Riyadh al-Nouri, al-Sadr’s brother-in-law, offered no resistance when American troops raided his home during a series of clashes in the Shiite holy city, according to Azhar al-Kinani, a staffer in al-Sadr’s office in Najaf.

The capture of al-Nouri would be a major blow to al-Sadr’s al-Mahdi Army, which has been battling coalition forces since early April.

Then there’s this:

It was unclear which side was responsible for causing the minor damage to the Imam Ali mosque, but a high-ranking cleric accused Sadr’s militia of deliberately attacking the revered shrine.

Ayatollah Mohammed Baqr al-Mehri, the Kuwaiti representative of Iraq’s most powerful Shiite cleric, Ayatollah Ali al-Husseini al-Sistani, said the Sadr militia fired a mortar shell at the dome of the shrine but missed it and hit a wall instead.

Ayatollah Mehri called the attack “a cowardly act” and said Sadr loyalists should not use the shrine for storing their weapons and as a sanctuary.

“We want to tell the world, and America, that Muqtada al-Sadr is not one of us, and this is a conspiracy against Shiites so that we don’t get any [political] rights,” Ayatollah Mehri said, referring to Shiite demands for greater political representation in the new Iraq. . . .

Ayatollah Mehri said the Sadr militia was “trying to agitate world opinion against the coalition” by claiming that coalition forces attacked the shrine. He said the militia include Saddam loyalists.

While the pundits blather, the Army seems to be doing a pretty good job of isolating him and wearing him down.

UPDATE: Some interesting stuff on Iraqi sentiments from the BBC Arabic site translated and summarized by Omar here.

UNSCAM UPDATE:

A leading British engineering company, which now boasts a BBC governor and the former Nato secretary general, Lord Robertson, on its board, has been identified by US investigators as one of hundreds of firms alleged to have agreed to pay illicit kickbacks to Saddam Hussein’s regime.
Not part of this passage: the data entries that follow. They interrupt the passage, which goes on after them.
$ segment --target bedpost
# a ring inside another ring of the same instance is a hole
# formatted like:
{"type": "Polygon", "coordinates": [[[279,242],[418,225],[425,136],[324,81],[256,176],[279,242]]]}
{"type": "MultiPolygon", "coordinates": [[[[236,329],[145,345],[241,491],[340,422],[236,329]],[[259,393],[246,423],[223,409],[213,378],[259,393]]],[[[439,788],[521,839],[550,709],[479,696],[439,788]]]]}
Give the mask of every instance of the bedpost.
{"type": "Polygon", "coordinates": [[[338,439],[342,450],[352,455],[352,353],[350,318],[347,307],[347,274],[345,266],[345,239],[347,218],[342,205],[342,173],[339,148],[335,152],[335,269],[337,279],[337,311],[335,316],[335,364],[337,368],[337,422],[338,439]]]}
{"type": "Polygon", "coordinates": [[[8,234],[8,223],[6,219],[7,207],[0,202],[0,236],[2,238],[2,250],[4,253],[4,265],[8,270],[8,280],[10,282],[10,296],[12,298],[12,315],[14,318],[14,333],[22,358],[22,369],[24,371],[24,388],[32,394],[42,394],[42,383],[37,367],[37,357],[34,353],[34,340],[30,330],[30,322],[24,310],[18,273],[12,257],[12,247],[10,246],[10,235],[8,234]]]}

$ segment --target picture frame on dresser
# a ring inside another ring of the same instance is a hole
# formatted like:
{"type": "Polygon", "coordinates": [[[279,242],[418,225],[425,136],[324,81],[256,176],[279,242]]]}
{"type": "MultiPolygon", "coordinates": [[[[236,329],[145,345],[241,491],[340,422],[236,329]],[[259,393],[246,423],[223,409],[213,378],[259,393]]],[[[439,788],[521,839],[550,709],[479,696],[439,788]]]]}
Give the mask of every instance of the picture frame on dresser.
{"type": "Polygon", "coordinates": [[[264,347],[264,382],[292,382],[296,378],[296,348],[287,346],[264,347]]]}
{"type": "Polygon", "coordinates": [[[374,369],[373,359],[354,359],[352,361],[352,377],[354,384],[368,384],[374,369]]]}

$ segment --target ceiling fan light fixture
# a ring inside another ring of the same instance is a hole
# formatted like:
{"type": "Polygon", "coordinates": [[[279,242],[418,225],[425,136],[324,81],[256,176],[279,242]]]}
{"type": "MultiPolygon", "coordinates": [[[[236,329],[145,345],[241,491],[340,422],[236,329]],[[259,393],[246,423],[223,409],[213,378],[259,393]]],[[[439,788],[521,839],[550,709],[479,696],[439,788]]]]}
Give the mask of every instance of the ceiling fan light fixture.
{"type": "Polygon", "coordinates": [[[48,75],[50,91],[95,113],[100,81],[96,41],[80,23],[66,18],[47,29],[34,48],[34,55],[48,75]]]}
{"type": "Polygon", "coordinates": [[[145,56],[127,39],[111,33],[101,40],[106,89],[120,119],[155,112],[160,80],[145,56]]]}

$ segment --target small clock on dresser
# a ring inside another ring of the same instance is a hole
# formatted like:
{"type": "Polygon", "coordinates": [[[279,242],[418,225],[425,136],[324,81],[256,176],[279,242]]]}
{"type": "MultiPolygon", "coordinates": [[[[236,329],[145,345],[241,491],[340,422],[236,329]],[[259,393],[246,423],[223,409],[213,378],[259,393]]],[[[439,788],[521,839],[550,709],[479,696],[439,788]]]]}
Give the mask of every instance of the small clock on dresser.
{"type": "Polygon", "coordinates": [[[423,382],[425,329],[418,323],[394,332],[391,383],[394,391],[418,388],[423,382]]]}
The allegations about the Glasgow-based Weir Group appear in an internal Pentagon report seen by the Guardian. They have emerged as the United Nations faces a growing barrage of criticism over its $47bn (£26.2bn) humanitarian oil for food programme with half a dozen official investigations in train. Weir has presented detailed denials of the allegations.

Nobody bribed me. I’m beginning to feel a bit left out.

KERRY’S BRILLIANT PLAN: Mickey Kaus has the whole delayed-acceptance thing figured out.

OXBLOG NOTES some surprisingly positive poll numbers from Israelis and Palestinians.

BAGHDAD SARIN CONFIRMED: And Andrew Sullivan notes Dan Rather’s lame attempt to deflect the implications. (Scroll up to read Sullivan’s heavy-metal interview excerpt, too.)